And her letter, he said, should never leave him—her two letters; they should be dearer to him than his life. He prayed her to take care of herself, and if at any time she should want him to send for him from the ends of the earth. Bracondale would always find him, sooner or later, and he was hers to order as she willed.
And as he had ended his letter before, so he ended this one now:
"For ever and ever your devoted
After this he sat a long time and gazed out upon the night. It was very dark and cloudy, but in one space above his head two stars shone forth for a moment in a clear peep of sky, and they seemed to send him a message of hope. What hope? Was it, as she had said, the thought that there would be a returning spring—even for them?
And the summer wore away and the dripping autumn came, and with each week, each day almost, Josiah seemed to shrivel.
It was not very noticeable at first, after the ten days of sharp illness which had prostrated him when he received the fatal letter.
Theodora's tenderness and devotion never flagged. If her heart was broken she could at least keep her word, and try to make her husband happy. And so each one acted a part, with much zeal for the other's welfare.
It was anguish to Josiah to see his wife's sweet face grow whiter and thinner; she was so invariably bright and cheerful with him, so considerate of his slightest wish.
His pride and affection for her had turned into a sort of adoration as the days wore on. He used to watch her silently from behind a paper, or when she thought he slept. Then the mask of smiles fell from her, and he saw the pathetic droop of her young, fair head and the mournful gloom that would creep into her great, blue eyes.
And he was the stumbling-block to her happiness. She had sent away the man she loved in order to stay and be true to him, to minister to his wants, and do her utmost to render him happy. Oh, what could he do for her in return? What possible thing?
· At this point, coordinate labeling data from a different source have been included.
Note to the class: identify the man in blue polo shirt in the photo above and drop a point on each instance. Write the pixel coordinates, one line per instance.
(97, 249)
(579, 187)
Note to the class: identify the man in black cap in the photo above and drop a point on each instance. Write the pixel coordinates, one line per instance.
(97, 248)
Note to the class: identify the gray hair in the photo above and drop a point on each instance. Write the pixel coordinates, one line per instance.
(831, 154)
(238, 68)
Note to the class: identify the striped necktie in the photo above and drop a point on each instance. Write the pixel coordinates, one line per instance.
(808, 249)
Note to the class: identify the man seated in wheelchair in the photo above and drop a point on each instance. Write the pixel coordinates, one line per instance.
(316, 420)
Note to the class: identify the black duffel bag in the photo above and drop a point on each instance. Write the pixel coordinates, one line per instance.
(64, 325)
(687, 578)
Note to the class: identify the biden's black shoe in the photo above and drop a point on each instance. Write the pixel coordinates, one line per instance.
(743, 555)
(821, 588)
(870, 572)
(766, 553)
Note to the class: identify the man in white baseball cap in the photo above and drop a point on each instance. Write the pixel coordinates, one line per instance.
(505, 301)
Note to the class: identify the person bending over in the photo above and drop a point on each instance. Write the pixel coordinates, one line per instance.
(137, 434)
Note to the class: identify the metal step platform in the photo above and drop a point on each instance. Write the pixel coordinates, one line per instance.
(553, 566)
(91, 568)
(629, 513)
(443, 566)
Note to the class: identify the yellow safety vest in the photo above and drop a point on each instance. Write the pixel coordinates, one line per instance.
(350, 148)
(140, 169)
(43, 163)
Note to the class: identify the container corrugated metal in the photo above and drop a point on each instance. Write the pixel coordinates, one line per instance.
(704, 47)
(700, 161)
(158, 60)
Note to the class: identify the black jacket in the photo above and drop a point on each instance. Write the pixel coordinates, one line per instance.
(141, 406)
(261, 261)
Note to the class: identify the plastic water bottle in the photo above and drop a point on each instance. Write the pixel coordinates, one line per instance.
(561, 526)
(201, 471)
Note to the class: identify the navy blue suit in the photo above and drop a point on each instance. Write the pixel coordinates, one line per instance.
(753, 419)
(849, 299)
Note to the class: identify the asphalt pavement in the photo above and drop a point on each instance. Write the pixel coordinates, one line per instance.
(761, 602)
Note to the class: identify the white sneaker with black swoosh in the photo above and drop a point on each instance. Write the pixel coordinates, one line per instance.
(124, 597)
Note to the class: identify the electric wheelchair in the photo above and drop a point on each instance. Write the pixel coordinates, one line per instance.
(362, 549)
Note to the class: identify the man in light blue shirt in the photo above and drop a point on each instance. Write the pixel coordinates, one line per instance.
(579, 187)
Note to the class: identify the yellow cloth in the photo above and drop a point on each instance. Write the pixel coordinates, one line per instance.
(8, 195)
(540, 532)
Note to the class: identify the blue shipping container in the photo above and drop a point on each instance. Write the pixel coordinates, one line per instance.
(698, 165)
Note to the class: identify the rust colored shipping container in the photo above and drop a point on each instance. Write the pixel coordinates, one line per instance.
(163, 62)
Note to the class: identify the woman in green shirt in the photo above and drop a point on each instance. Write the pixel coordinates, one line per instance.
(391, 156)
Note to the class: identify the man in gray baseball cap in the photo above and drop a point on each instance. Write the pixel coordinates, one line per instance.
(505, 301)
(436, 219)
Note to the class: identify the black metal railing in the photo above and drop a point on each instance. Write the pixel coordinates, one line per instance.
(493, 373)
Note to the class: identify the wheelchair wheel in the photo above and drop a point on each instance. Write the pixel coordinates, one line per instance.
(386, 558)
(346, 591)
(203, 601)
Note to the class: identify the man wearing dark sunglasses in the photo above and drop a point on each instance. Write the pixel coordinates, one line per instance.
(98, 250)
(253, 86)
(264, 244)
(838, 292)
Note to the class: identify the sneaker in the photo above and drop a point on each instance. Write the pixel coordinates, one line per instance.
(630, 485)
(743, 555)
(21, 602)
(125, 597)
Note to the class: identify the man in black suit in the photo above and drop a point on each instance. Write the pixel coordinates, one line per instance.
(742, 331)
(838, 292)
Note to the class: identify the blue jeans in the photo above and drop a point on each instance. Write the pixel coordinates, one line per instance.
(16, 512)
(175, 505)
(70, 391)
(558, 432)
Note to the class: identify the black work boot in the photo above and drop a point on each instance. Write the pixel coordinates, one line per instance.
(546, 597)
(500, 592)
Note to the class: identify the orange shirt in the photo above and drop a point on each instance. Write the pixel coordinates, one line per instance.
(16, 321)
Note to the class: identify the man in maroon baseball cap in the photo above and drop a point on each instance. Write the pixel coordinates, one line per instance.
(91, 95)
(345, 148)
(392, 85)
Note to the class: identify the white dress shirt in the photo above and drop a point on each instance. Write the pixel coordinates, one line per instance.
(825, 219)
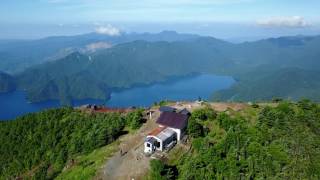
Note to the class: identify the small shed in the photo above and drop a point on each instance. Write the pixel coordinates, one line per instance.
(175, 121)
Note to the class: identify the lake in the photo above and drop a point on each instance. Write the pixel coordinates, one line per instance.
(188, 88)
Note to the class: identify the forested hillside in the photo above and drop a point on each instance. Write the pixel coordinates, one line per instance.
(273, 142)
(17, 55)
(7, 83)
(39, 145)
(287, 67)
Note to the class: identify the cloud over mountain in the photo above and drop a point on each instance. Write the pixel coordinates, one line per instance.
(108, 30)
(288, 22)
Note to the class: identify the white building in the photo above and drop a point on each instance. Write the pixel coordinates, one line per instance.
(172, 127)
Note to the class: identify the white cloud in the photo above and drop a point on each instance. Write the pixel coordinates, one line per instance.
(98, 45)
(108, 30)
(289, 22)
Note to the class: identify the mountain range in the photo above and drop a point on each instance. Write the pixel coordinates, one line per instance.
(93, 65)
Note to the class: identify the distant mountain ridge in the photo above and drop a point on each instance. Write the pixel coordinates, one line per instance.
(256, 65)
(17, 55)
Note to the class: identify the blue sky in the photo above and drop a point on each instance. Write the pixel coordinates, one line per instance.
(221, 18)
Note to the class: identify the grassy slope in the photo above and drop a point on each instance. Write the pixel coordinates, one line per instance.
(86, 166)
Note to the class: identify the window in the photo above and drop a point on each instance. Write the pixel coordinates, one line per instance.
(157, 144)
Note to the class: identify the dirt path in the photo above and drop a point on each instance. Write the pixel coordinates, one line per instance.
(132, 164)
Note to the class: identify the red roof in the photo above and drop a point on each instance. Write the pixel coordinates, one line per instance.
(156, 131)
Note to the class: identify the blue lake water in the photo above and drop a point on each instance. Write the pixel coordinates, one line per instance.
(189, 88)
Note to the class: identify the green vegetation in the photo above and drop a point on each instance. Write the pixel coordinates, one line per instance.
(161, 171)
(85, 166)
(134, 119)
(263, 69)
(280, 142)
(7, 83)
(40, 145)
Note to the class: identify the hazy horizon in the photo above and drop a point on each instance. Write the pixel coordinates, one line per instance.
(223, 19)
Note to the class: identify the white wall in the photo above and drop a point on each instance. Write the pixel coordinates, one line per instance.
(178, 131)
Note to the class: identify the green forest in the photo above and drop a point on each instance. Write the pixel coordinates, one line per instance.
(38, 145)
(272, 142)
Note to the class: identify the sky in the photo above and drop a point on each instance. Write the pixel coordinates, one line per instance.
(227, 19)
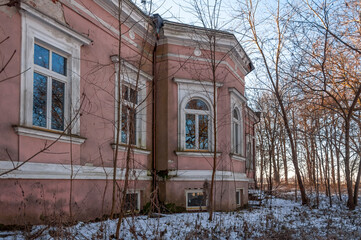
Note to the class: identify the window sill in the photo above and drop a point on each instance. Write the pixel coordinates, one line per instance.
(48, 135)
(237, 157)
(134, 149)
(197, 153)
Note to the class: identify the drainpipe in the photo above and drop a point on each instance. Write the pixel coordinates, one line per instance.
(158, 24)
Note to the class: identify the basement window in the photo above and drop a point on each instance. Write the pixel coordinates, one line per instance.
(196, 200)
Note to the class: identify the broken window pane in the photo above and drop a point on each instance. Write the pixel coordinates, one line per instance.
(195, 199)
(41, 56)
(196, 104)
(203, 131)
(190, 131)
(39, 100)
(57, 108)
(58, 64)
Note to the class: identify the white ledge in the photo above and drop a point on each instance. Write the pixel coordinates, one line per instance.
(48, 135)
(196, 82)
(237, 157)
(197, 154)
(238, 94)
(31, 170)
(60, 26)
(134, 149)
(201, 175)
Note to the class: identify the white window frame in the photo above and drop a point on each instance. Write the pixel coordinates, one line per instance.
(197, 113)
(238, 101)
(43, 30)
(198, 207)
(192, 89)
(51, 75)
(128, 78)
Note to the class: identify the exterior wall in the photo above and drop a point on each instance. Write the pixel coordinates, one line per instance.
(40, 187)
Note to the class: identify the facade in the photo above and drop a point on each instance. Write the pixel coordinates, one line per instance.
(67, 86)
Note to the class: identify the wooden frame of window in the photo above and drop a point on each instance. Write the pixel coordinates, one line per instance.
(196, 193)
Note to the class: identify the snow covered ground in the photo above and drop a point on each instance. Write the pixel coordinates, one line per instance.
(276, 219)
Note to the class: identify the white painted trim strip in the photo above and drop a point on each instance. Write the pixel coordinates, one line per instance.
(189, 81)
(79, 37)
(37, 133)
(202, 175)
(63, 171)
(197, 154)
(115, 59)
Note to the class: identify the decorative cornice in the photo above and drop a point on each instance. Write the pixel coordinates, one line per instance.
(53, 23)
(237, 94)
(189, 81)
(202, 175)
(134, 149)
(32, 170)
(197, 154)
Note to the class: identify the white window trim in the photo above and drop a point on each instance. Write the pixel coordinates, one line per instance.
(37, 27)
(129, 76)
(132, 191)
(241, 196)
(237, 101)
(192, 89)
(198, 207)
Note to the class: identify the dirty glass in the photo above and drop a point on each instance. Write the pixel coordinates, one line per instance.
(196, 104)
(41, 56)
(124, 127)
(57, 105)
(190, 131)
(39, 100)
(195, 199)
(131, 202)
(58, 64)
(203, 131)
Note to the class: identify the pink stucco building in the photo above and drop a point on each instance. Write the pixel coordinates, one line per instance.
(64, 85)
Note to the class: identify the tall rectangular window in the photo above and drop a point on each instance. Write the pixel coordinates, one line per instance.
(49, 87)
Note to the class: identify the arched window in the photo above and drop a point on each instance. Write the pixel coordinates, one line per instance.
(196, 125)
(237, 131)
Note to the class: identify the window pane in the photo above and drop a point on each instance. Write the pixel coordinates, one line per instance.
(39, 100)
(41, 56)
(203, 131)
(124, 124)
(131, 202)
(132, 127)
(190, 131)
(236, 138)
(196, 104)
(235, 114)
(196, 199)
(57, 105)
(58, 64)
(125, 93)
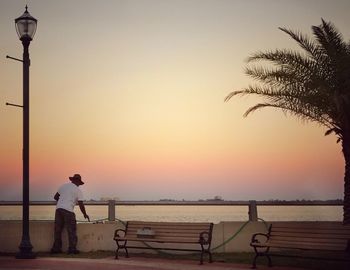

He lavished gifts upon her; he lavished gifts upon her sisters, upon her father; their welfare, he remembered, was part of the bargain. At least she would know these—her dear ones—had gained by it, and, so far, her sacrifice had not been in vain.
This thought comforted him a little. But the constant gnawing ache at his heart, and the withdrawal of all object to live for, soon began to tell upon his always feeble constitution.
Of what use was anything at all? His house or his lands! His pride in his position—even his title of "squire," which he often heard now. All were dead-sea fruit, dust and ashes; there never would be any Browns of Bessington in the years to come. There never would be anything for him, never any more.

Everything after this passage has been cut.